Don't get me wrong, I love doing things with my friends and they are amazing, but they don't always want to do the same things I do. And I don't want to miss out just because I don't have someone to do things with. But I have one huge bugbear, and that comes from when I tell people I'm doing an exciting thing:
"Who are you doing that with?"
Why? Why MUST there be someone else? Why do we, as a society, assume that people come in pairs or more? Why is it socially unacceptable to do things by yourself?
The thing people find most weird is when I say I am going on holiday alone. And yes, I accept that (in my experience) holidays are better with friends. But if they can't afford to go anywhere, or don't have the time, or don't want to go, then should it mean I have to stay at home until I can find someone? I don't think so.

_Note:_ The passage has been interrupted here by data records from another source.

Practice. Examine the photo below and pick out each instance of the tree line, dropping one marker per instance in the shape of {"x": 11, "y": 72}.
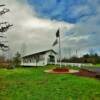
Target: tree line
{"x": 87, "y": 58}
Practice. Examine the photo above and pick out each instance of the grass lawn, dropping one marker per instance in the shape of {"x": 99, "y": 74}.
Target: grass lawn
{"x": 34, "y": 84}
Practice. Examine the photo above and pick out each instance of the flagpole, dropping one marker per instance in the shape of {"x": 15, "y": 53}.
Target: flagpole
{"x": 59, "y": 49}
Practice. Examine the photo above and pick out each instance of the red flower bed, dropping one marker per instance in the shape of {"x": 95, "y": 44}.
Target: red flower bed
{"x": 60, "y": 70}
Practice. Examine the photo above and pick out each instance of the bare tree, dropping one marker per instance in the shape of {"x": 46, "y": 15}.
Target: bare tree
{"x": 4, "y": 26}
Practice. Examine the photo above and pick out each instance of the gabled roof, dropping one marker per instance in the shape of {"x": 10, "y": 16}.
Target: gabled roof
{"x": 38, "y": 53}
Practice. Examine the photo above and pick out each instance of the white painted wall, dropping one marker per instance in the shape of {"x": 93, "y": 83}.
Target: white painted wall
{"x": 42, "y": 61}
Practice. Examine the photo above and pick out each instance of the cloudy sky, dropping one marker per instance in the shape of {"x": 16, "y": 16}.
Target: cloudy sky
{"x": 35, "y": 23}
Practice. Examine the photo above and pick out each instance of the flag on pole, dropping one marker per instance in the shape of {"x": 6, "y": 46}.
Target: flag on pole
{"x": 57, "y": 33}
{"x": 55, "y": 42}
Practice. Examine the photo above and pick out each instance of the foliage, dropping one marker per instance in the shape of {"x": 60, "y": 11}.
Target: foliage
{"x": 35, "y": 84}
{"x": 17, "y": 59}
{"x": 87, "y": 58}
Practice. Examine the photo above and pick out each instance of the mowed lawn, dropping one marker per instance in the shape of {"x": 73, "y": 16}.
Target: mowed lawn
{"x": 35, "y": 84}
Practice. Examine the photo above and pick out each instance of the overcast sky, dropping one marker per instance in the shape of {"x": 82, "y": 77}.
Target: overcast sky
{"x": 35, "y": 23}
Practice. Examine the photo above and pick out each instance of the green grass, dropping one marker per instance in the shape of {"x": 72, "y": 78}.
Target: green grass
{"x": 35, "y": 84}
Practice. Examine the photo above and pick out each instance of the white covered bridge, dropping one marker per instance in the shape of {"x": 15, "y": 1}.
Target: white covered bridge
{"x": 40, "y": 58}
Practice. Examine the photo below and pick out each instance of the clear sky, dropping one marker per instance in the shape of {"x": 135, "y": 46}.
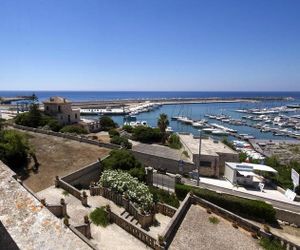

And there are many perks of holidaying alone. I can choose exactly when and where I want to go. If I make plans but then decide to stay in bed instead, the only person I'm disappointing is myself. I don't have to rely on someone being on time, or waiting for them to get up in the mornings. Yes I would be responsible if the trip was a disaster, but I also don't have to be concerned with how much other people are enjoying themselves. There is no fear of arguments or the awkward undecisive moments (except in my own head). Being on holiday alone also gives me a chance not just to explore my surroundings, but helps me to grow as a person, discover more about myself and to gain confidence in being me. Sometimes an accomplishment can be greater if I am the sole motivator.
And yes I begrudge paying a supplement just because I'm single. But this sometimes means an extra bed to jump on which is always a bonus! And when I go for dinner and they ask if I want a table for two, I will not be ashamed that it's 'just me' and I will hold my head high when they come and take away the cutlery for my imaginary partner that is no longer needed. I've decided that I can't stop living my life because I'm single.
And just because I've decided that, it also doesn't mean I want to be single forever. But regardless, it's unlikely I'm going to ever meet anyone if I don't get out in the world. As fun as curling up in bed with Netflix is, it certainly won't help me with new experiences. I also question how happy it really makes me, when the Fear overcomes my desire to get out there. Because I do really enjoy doing things. And I actually really like doing things that are just mine and that I don't have to share with anyone else.
Because being single can be pretty great. The world is mine for the taking and a ticket for two is not a necessity.